One of the last performances that Copland gave was in a concert by American fellow musician and Principal Pianist at the New York Philharmonic Paul Jacobs on December 15, 1979. In the concert, Jacobs discussed the influence of jazz in modern classical music, as he performed pieces by Frederic Rzewski, William Bolcom and Copland's own Four Piano Blues. After having been able to convince Copland to come up the stage, they both played the Danzón, even though Copland confessed to have been a little nervous about playing the piano again after a hiatus of more than 10 years. As Copland said: "Paul's an old friend and he talked me into it". The piece was recorded and the concert was partially released by Nonesuch Records.

== Structure ==
The piece is scored for two pianos and should not take much more than 7 minutes to perform. The score is marked Moderately [quarter note = 88], with the additional parenthetical remark "(nonchalant but precise)"; in fact, the orchestral version is usually performed a bit slower due to specific demands made by Copland in its time, given the difficulty and the expected preciseness of the different rhythms. As stated by Copland, the danzón is not to be confused with rhumba, conga, or samba, but rather a bit slower dance. It is usually divided into two thematic parts which are mutually independent, but with a highly syncopated style. However, in this piece, Copland used up to four different themes.

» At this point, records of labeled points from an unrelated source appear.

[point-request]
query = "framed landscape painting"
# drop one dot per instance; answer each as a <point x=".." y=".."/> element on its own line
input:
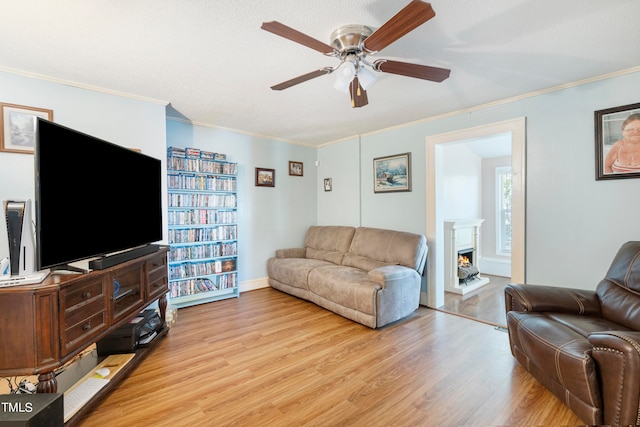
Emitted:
<point x="392" y="173"/>
<point x="265" y="177"/>
<point x="18" y="123"/>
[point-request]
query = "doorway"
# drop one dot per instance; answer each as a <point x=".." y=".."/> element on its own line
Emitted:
<point x="434" y="295"/>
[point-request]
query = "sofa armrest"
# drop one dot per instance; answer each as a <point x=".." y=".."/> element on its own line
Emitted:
<point x="392" y="274"/>
<point x="291" y="253"/>
<point x="617" y="355"/>
<point x="535" y="298"/>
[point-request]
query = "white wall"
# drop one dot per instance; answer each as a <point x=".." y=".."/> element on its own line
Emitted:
<point x="269" y="218"/>
<point x="568" y="212"/>
<point x="341" y="205"/>
<point x="123" y="121"/>
<point x="461" y="183"/>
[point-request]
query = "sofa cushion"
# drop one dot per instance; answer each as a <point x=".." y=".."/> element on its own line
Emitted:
<point x="584" y="325"/>
<point x="328" y="242"/>
<point x="347" y="286"/>
<point x="373" y="247"/>
<point x="557" y="355"/>
<point x="293" y="271"/>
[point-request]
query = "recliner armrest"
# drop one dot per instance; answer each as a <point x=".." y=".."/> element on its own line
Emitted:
<point x="617" y="355"/>
<point x="535" y="298"/>
<point x="391" y="274"/>
<point x="291" y="253"/>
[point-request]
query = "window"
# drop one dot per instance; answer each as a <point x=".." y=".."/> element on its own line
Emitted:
<point x="503" y="210"/>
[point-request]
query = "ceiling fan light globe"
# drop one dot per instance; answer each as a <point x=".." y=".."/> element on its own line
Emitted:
<point x="344" y="75"/>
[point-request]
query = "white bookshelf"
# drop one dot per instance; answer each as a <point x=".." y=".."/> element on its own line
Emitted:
<point x="203" y="226"/>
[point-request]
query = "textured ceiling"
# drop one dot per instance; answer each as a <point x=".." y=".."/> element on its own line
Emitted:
<point x="211" y="61"/>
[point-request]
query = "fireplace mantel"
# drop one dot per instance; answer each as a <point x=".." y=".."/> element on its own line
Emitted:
<point x="461" y="235"/>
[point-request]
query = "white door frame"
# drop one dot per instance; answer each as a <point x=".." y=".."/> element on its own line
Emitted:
<point x="434" y="296"/>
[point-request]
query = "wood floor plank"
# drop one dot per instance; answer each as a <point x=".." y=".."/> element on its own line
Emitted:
<point x="270" y="359"/>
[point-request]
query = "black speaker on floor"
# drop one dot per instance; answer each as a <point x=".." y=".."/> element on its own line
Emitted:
<point x="32" y="410"/>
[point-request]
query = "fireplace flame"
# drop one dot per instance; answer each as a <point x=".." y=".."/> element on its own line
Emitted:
<point x="463" y="261"/>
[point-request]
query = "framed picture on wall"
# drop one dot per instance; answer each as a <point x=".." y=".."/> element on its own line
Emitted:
<point x="328" y="185"/>
<point x="265" y="177"/>
<point x="617" y="133"/>
<point x="392" y="173"/>
<point x="18" y="124"/>
<point x="295" y="168"/>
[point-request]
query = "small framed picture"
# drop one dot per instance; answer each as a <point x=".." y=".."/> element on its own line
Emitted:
<point x="392" y="173"/>
<point x="617" y="133"/>
<point x="295" y="168"/>
<point x="18" y="124"/>
<point x="327" y="184"/>
<point x="265" y="177"/>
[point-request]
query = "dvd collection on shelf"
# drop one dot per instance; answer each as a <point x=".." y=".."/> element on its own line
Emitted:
<point x="202" y="219"/>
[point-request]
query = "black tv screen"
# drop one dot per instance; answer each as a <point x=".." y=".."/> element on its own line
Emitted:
<point x="92" y="197"/>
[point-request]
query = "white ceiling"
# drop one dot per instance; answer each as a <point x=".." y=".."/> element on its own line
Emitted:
<point x="211" y="61"/>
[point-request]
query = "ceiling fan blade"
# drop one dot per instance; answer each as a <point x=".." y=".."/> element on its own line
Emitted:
<point x="358" y="94"/>
<point x="424" y="72"/>
<point x="301" y="79"/>
<point x="410" y="17"/>
<point x="282" y="30"/>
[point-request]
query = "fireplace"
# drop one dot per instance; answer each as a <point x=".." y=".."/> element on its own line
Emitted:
<point x="461" y="255"/>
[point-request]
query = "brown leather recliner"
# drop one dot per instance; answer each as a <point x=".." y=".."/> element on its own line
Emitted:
<point x="584" y="345"/>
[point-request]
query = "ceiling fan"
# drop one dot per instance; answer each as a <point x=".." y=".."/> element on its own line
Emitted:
<point x="351" y="44"/>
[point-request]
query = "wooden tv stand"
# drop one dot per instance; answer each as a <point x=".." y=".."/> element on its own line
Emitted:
<point x="45" y="325"/>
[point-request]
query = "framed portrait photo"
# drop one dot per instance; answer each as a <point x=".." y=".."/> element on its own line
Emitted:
<point x="295" y="168"/>
<point x="617" y="132"/>
<point x="265" y="177"/>
<point x="392" y="173"/>
<point x="18" y="124"/>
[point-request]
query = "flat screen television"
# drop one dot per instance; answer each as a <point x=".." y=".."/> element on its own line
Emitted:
<point x="92" y="198"/>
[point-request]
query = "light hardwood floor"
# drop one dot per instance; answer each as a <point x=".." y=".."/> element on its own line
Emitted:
<point x="270" y="359"/>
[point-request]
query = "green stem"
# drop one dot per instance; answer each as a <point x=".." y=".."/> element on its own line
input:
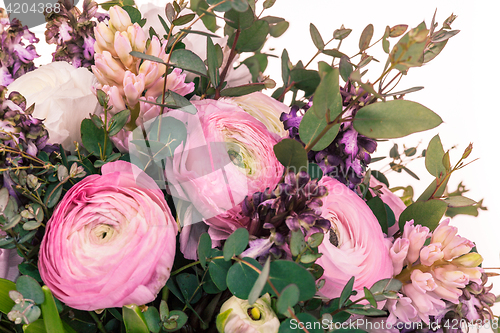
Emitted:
<point x="100" y="327"/>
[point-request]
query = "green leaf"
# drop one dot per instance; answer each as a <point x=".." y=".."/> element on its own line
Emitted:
<point x="378" y="208"/>
<point x="204" y="249"/>
<point x="213" y="63"/>
<point x="152" y="318"/>
<point x="297" y="242"/>
<point x="291" y="154"/>
<point x="241" y="278"/>
<point x="145" y="56"/>
<point x="93" y="138"/>
<point x="223" y="7"/>
<point x="189" y="61"/>
<point x="288" y="298"/>
<point x="53" y="323"/>
<point x="366" y="37"/>
<point x="239" y="20"/>
<point x="134" y="319"/>
<point x="239" y="5"/>
<point x="242" y="90"/>
<point x="459" y="201"/>
<point x="118" y="121"/>
<point x="6" y="303"/>
<point x="316" y="37"/>
<point x="285" y="272"/>
<point x="346" y="292"/>
<point x="310" y="127"/>
<point x="305" y="320"/>
<point x="394" y="119"/>
<point x="30" y="289"/>
<point x="218" y="269"/>
<point x="260" y="283"/>
<point x="434" y="157"/>
<point x="252" y="38"/>
<point x="236" y="243"/>
<point x="184" y="19"/>
<point x="306" y="80"/>
<point x="345" y="68"/>
<point x="134" y="13"/>
<point x="426" y="213"/>
<point x="369" y="297"/>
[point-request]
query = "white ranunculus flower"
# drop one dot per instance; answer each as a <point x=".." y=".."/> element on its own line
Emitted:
<point x="238" y="316"/>
<point x="265" y="109"/>
<point x="63" y="97"/>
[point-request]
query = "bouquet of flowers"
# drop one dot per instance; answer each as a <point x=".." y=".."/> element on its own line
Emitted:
<point x="148" y="184"/>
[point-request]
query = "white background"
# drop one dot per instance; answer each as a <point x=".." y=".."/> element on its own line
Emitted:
<point x="460" y="85"/>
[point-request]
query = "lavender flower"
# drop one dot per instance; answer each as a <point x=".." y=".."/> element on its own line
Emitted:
<point x="73" y="32"/>
<point x="346" y="158"/>
<point x="17" y="50"/>
<point x="294" y="205"/>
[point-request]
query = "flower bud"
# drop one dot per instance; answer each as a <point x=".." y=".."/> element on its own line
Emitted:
<point x="123" y="48"/>
<point x="430" y="254"/>
<point x="468" y="260"/>
<point x="237" y="315"/>
<point x="119" y="18"/>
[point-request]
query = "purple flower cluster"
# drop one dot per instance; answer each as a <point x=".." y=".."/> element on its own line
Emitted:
<point x="16" y="49"/>
<point x="294" y="205"/>
<point x="346" y="158"/>
<point x="73" y="32"/>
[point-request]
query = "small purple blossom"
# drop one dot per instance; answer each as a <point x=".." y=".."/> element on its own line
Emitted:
<point x="72" y="31"/>
<point x="17" y="50"/>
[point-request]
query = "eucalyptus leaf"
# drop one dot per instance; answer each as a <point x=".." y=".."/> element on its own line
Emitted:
<point x="394" y="119"/>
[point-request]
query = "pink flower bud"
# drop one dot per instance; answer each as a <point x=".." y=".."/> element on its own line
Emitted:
<point x="123" y="48"/>
<point x="457" y="247"/>
<point x="119" y="18"/>
<point x="422" y="281"/>
<point x="417" y="236"/>
<point x="444" y="233"/>
<point x="104" y="39"/>
<point x="175" y="83"/>
<point x="430" y="254"/>
<point x="111" y="72"/>
<point x="133" y="87"/>
<point x="398" y="253"/>
<point x="137" y="37"/>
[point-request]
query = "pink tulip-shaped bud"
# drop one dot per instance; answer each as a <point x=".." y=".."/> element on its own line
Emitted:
<point x="111" y="72"/>
<point x="430" y="254"/>
<point x="417" y="236"/>
<point x="175" y="83"/>
<point x="115" y="98"/>
<point x="119" y="19"/>
<point x="444" y="233"/>
<point x="123" y="49"/>
<point x="457" y="247"/>
<point x="137" y="37"/>
<point x="422" y="281"/>
<point x="104" y="39"/>
<point x="151" y="71"/>
<point x="133" y="87"/>
<point x="398" y="253"/>
<point x="469" y="260"/>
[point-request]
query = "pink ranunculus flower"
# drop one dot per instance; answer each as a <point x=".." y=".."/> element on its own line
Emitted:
<point x="228" y="155"/>
<point x="361" y="250"/>
<point x="110" y="241"/>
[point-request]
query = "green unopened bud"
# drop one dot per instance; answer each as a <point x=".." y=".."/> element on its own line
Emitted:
<point x="469" y="260"/>
<point x="237" y="315"/>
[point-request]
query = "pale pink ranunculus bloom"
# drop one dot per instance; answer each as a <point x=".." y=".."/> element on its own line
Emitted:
<point x="228" y="154"/>
<point x="361" y="250"/>
<point x="110" y="241"/>
<point x="390" y="199"/>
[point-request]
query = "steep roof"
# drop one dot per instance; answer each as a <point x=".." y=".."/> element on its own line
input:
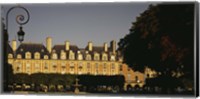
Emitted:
<point x="32" y="48"/>
<point x="9" y="49"/>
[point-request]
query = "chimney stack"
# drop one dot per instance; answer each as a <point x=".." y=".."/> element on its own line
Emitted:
<point x="105" y="47"/>
<point x="49" y="44"/>
<point x="67" y="45"/>
<point x="14" y="45"/>
<point x="113" y="46"/>
<point x="90" y="46"/>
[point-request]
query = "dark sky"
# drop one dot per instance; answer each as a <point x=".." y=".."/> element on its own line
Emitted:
<point x="77" y="23"/>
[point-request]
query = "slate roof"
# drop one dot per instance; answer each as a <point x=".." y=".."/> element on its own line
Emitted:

The orchestral arrangement of the Danzón is scored for a piccolo, two flutes, two oboes, a cor anglais, two clarinets in B♭, one bass clarinet in B♭, two bassoons, one contrabassoon, four horns in F, three trumpets in B♭, three trombones, a tuba, timpani, a xylophone, a large percussion section consisting of a bass drum, Chinese blocks, claves, a cowbell, cymbals, a gourd, maracas, a slapstick, a snare drum, and a woodblock, a piano and a large string section.